The highly anticipated earnings report from Nvidia (ticker: NVDA) is set to be released later today, attracting significant attention from investors. While expectations are sky-high for the chip maker, one analyst points out a bearish vulnerability that could have wider market implications.
Wall Street has been buzzing with bullishness over Nvidia in recent days, as analysts widely anticipate another blowout quarter and a strong outlook. The company’s stock price has already soared over 210% this year, providing a boost to both the S&P 500 and Nasdaq.
Nvidia’s fundamentals are solid, as its chips are considered essential for the growing artificial intelligence (AI) industry.
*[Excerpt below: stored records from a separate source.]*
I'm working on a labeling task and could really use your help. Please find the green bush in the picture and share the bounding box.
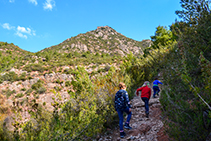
[0,71,19,83]
[65,81,71,87]
[21,88,26,91]
[2,89,16,98]
[25,88,33,95]
[19,72,27,81]
[15,93,24,98]
[37,87,46,94]
[54,79,63,84]
[23,64,47,72]
[155,1,211,140]
[31,80,46,94]
[6,50,12,54]
[27,76,33,80]
[54,86,62,91]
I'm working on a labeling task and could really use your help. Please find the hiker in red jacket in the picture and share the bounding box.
[136,81,151,118]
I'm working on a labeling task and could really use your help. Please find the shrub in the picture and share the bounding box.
[54,79,63,84]
[0,71,19,83]
[54,86,62,91]
[19,72,27,81]
[15,93,24,98]
[2,89,16,98]
[27,76,33,80]
[17,82,22,85]
[31,79,46,94]
[23,64,47,72]
[95,52,100,56]
[6,50,12,54]
[21,88,26,91]
[25,88,33,95]
[73,51,81,57]
[65,81,71,87]
[37,87,46,94]
[66,53,73,58]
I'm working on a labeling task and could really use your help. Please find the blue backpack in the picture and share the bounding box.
[115,90,127,110]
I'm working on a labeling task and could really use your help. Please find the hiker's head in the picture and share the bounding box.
[119,82,126,90]
[142,81,150,87]
[154,77,158,80]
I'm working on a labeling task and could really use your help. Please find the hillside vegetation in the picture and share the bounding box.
[149,0,211,140]
[0,42,33,72]
[0,0,210,140]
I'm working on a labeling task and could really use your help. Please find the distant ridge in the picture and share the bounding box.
[0,41,32,57]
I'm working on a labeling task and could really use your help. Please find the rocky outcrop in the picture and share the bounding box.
[0,63,117,113]
[3,116,15,132]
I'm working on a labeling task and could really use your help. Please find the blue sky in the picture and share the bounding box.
[0,0,182,52]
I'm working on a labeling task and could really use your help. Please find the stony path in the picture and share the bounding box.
[98,94,169,141]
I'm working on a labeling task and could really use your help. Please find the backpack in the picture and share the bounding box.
[115,90,127,110]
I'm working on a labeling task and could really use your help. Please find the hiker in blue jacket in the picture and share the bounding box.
[115,82,132,138]
[153,77,163,98]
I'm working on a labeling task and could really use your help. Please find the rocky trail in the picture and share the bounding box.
[98,94,169,141]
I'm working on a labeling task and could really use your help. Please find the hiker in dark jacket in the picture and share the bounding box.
[153,77,163,98]
[115,82,132,138]
[136,81,151,118]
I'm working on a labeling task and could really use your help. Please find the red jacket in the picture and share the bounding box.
[136,86,151,99]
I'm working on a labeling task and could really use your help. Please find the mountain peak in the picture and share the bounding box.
[42,26,152,56]
[96,26,115,32]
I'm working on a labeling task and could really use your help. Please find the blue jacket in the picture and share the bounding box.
[153,80,163,86]
[114,89,131,111]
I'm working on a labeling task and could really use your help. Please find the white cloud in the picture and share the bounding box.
[2,23,14,30]
[28,0,38,6]
[1,23,36,39]
[9,0,15,3]
[16,32,28,39]
[43,0,55,11]
[17,26,31,34]
[16,26,36,38]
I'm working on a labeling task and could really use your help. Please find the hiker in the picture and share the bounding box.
[136,81,151,118]
[115,82,132,138]
[153,77,163,98]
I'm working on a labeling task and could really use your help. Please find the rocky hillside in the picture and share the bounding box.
[0,26,151,113]
[0,26,153,140]
[40,26,152,56]
[0,26,152,113]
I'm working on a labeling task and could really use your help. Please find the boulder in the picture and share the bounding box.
[3,116,15,132]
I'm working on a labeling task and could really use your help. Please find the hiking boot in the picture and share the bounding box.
[146,113,149,118]
[153,96,157,98]
[120,132,126,138]
[124,123,132,130]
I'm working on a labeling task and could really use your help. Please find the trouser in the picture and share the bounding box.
[117,107,132,131]
[141,97,149,114]
[153,86,160,97]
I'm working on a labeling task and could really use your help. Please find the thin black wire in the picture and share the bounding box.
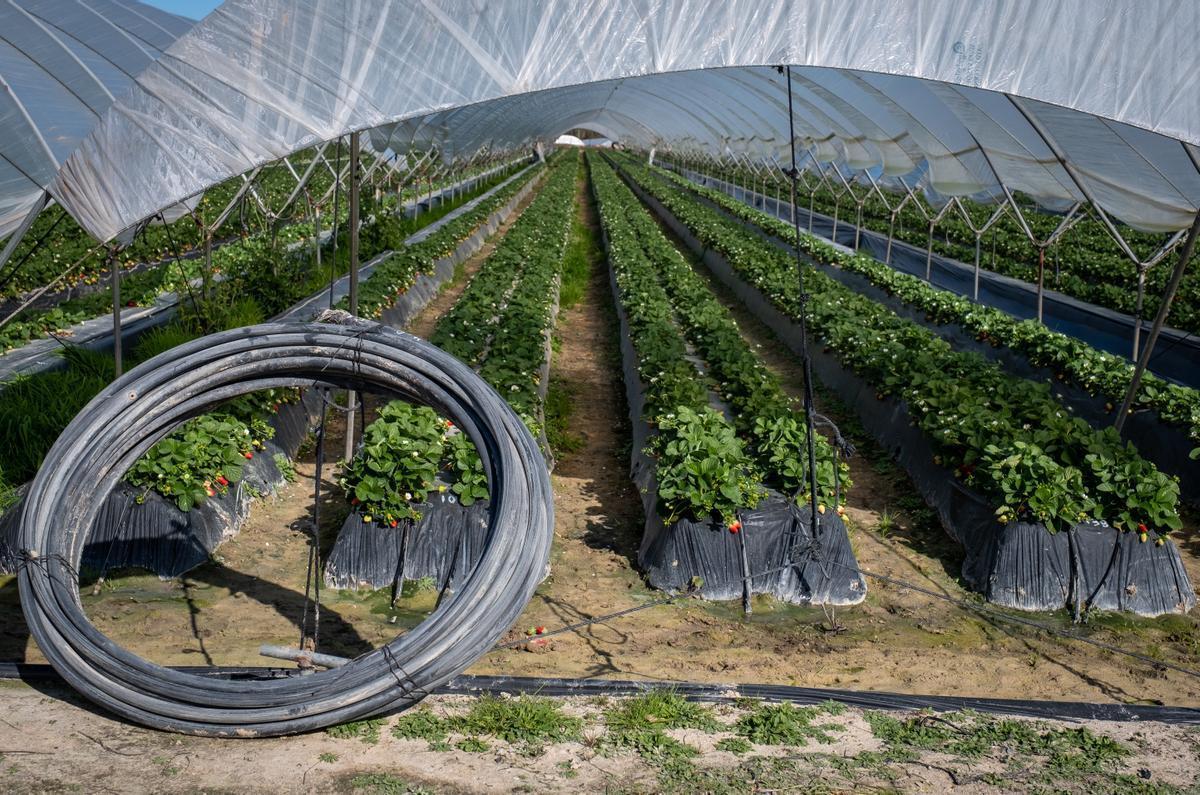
[299,394,328,652]
[780,64,825,546]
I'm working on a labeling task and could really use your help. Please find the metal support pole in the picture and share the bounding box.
[331,137,342,261]
[1115,211,1200,433]
[344,131,361,464]
[854,201,863,250]
[1036,246,1046,323]
[926,221,935,281]
[885,211,897,264]
[1132,267,1147,360]
[109,248,122,377]
[972,232,983,301]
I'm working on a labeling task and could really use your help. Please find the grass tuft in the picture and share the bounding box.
[326,718,385,745]
[733,701,845,746]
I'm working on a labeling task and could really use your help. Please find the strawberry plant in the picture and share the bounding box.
[124,388,295,510]
[650,407,765,524]
[339,403,447,523]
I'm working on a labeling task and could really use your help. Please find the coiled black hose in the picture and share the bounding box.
[17,313,553,736]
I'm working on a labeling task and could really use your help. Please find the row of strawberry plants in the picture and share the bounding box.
[697,161,1200,335]
[589,155,848,525]
[0,159,521,354]
[0,154,329,301]
[338,154,580,525]
[619,158,1182,536]
[654,164,1200,451]
[125,162,544,511]
[345,163,543,319]
[127,168,543,512]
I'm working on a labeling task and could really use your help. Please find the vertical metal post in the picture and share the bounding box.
[808,187,815,235]
[926,221,935,281]
[1132,266,1146,360]
[886,211,896,264]
[109,248,122,377]
[854,201,863,250]
[1115,211,1200,432]
[972,232,982,301]
[1036,246,1046,323]
[348,132,361,314]
[344,131,361,464]
[331,137,342,262]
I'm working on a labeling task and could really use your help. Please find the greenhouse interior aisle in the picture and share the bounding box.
[1,1,1200,791]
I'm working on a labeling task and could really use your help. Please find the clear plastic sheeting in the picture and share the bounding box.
[0,0,192,239]
[50,0,1200,241]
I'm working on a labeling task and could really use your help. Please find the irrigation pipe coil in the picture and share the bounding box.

The surge of investor excitement around AI has been a prominent market trend in 2023, propelling Nvidia forward. And there are indications that this high-growth tech bubble may continue to expand.
The previous earnings report from Nvidia in May surpassed expectations and demonstrated the immense potential of AI. This led to a nearly one-third increase in the stock price and had positive effects throughout the market.
Therefore, the upcoming announcement of Nvidia’s fiscal Q2 earnings is expected to once again shape the performance of the Nasdaq 100 in the remaining months of 2023. This will likely have a spillover effect on global equities, as noted by analyst Kelvin Wong of broker Oanda in a Wednesday memo.
Concerns for Nvidia’s Stock Momentum
Investors are growing concerned that the expectations surrounding Nvidia may be too high. In order to maintain the positive momentum of the stock, Nvidia needs to exceed expectations by a significant margin. Currently, the stock is trading at a valuation of 237 times last year’s earnings, which adds pressure to outperform in order to justify such a high valuation.
The optimistic perspective is that the growth potential for Nvidia in the field of artificial intelligence (AI) could be so substantial that it warrants a fundamental reevaluation of the stock’s valuation based on forward earnings projections. However, overcoming exceptionally high expectations is now a greater challenge for Nvidia compared to its previous May 2023 earnings release.
If there are any slight disappointments in the Q2 earnings numbers or outlook trend, it is likely to trigger a significant negative feedback loop in Nvidia’s share price. This could potentially endanger the current bullish trend of the Nasdaq 100.
Technical Analysis and Bearish Trends
Another concern for investors is the outlook for Nvidia’s stock based on technical analysis. Technical analysis relies on trends in market data and prices rather than external fundamentals, and it currently paints a bleak picture for Nvidia.
According to Wong, the current price actions of the stock indicate a higher risk of a multiweek bearish reversal. Despite reaching a record intraday high of $481.87 on Tuesday, Nvidia failed to sustain this bullish momentum. The stock closed below the key resistance level of $474.10, forming a bearish trend with the highest volumes seen in over a month.
Wong emphasizes that it is crucial to keep an eye on the important medium-term support level at $405.95. Based on U.S. premarket trading, Nvidia stock is expected to open around $460.
While investor sentiment and animal spirits may have a greater influence on Nvidia’s stock movements after earnings, it is still valuable to consider the technical analysis of the stock.